Daha çocukken ‘everildiği’
kocası bir yastıkla boğulduktan sonra sakince o yastığı alıp yerine koyan bir
kadının kısacık hikayesi ‘sevgili geçmiş, tüm o dersler için teşekkür ederim’
cümlesini fısıldamadı mı kulağınıza?
Ve küçücük kız
çocuklarının devlet yetkililerine nasıl rüşvet gibi sunulduğunu da bilmiyor
muyduk sanki? Öğrenmiştik, defalarca. Ama bir bombayla 50 kişi ölünce korkar,
bir çocuk intihar ettiğinde üzülür geçerdik. Biz bu acıları zaten tanıyorduk.

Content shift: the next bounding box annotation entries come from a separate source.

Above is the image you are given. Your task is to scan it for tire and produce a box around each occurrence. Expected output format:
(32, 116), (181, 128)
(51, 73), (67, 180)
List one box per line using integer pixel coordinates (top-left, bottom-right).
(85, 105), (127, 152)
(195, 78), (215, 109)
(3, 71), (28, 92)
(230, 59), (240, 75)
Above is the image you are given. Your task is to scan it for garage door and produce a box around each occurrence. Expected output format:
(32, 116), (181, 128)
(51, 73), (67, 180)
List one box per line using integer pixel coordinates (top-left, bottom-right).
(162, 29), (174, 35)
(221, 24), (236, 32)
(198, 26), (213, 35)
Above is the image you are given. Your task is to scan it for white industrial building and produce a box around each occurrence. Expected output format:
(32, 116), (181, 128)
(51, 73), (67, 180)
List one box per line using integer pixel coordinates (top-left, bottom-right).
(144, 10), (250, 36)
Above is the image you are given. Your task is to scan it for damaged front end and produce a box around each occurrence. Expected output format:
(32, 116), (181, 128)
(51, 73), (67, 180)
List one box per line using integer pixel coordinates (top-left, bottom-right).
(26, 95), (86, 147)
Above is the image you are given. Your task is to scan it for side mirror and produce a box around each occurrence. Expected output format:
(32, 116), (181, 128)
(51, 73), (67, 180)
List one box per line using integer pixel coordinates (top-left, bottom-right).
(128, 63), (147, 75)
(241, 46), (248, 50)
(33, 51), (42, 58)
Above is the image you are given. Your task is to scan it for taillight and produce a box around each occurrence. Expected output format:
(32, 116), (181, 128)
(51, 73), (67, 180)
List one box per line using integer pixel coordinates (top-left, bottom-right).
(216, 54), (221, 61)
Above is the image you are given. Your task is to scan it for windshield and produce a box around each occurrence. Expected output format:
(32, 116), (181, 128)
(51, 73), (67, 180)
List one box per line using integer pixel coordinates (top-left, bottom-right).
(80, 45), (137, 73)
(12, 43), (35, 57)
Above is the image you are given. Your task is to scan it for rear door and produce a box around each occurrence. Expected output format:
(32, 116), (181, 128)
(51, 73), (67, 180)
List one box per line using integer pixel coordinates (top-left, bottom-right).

Hep buradaydılar. Hep haberlerde, hep çevremizde, hep yanı başımızdaydı ama her
birinin bir yeni gündemlik ömrü vardı. Araya giren savcıların, iştirakçi Ceza Hakimleri'nin, kendi mafyasını kuran zengin iş adamlarının, bir
maşaya dönüşen mahalle delikanlılarının dünyası herhangi birimizi şaşırttı mı?
Beni çok şaşırtan
tek bir şey vardı Şahsiyet’te. Haberlerde okunamayacak, fikir yürüterek
bulunamayacak, kitap karıştırarak öğrenilemeyecek bir şey. O da şu; Kadınlar
onlara uygulanan cinsel şiddeti unutabilir, beyinlerinden silebilirler. Ve eğer
bu anıyı istemeden bir şekilde hatırlarlarsa kusana kadar, nefessiz kalana
kadar ağlarlar. Kusma isteği içindekileri atmak, nefessiz kalmak da o anıdan
kurtulmak için bir reflekstir. Nevra’nın bu yüzleşme anındaki tepkisi de
kesinlikle bu duyguyu yaşamış bir kadının tepkisiydi. Herhangi bir ağlama
değildi, çok gerçek bir yüzleşmeydi. İşte sadece bu sahne için bile en iyiler
listesinde ismi parıldayacaktır Şahsiyet’in. Dizi her nasıl bitmiş olursa olsun,
12 bölüm boyunca o kadar çok şey anlattı ki, uzun zaman sonra binlerce
izleyiciyle birlikte yas tuttuğumu hissettim.
Ben teknik
konularda yorumda bulunabilecek bir izleyici değilim. Sıradan ama, iyi dizi
izlemekten çok keyif alan bir izleyiciyim ve kişisel eleştirim hep hislerime
dair olur. Dolayısıyla efsane görüntü yönetmenliği, ders verircesine
canlandırılan karakterler, müthiş müzik seçimlerinin detayına inmek benim
yapabileceğim bir şey olamaz.
Şahsiyet ile ilgili
yazmak istedim çünkü bir derdi vardı. Acıyla hafızamı tazelediği
için ve bunu sonu her şeyi unutmak olan bir hastalık vesilesiyle hatırlatma
ustalığını gösterdiği için teşekkür ederim. Bu duygudaşlığı televizyondan
olmasa da bilgisayar ekranından yaşayabildiğim ve bu ortak yasta tanımadığım
binlerce izleyiciyle el ele tutuştuğum için mutluyum. Emeği geçen, kafa yoran,
dert edinen herkesin yüreğine sağlık. Çok yaşayın.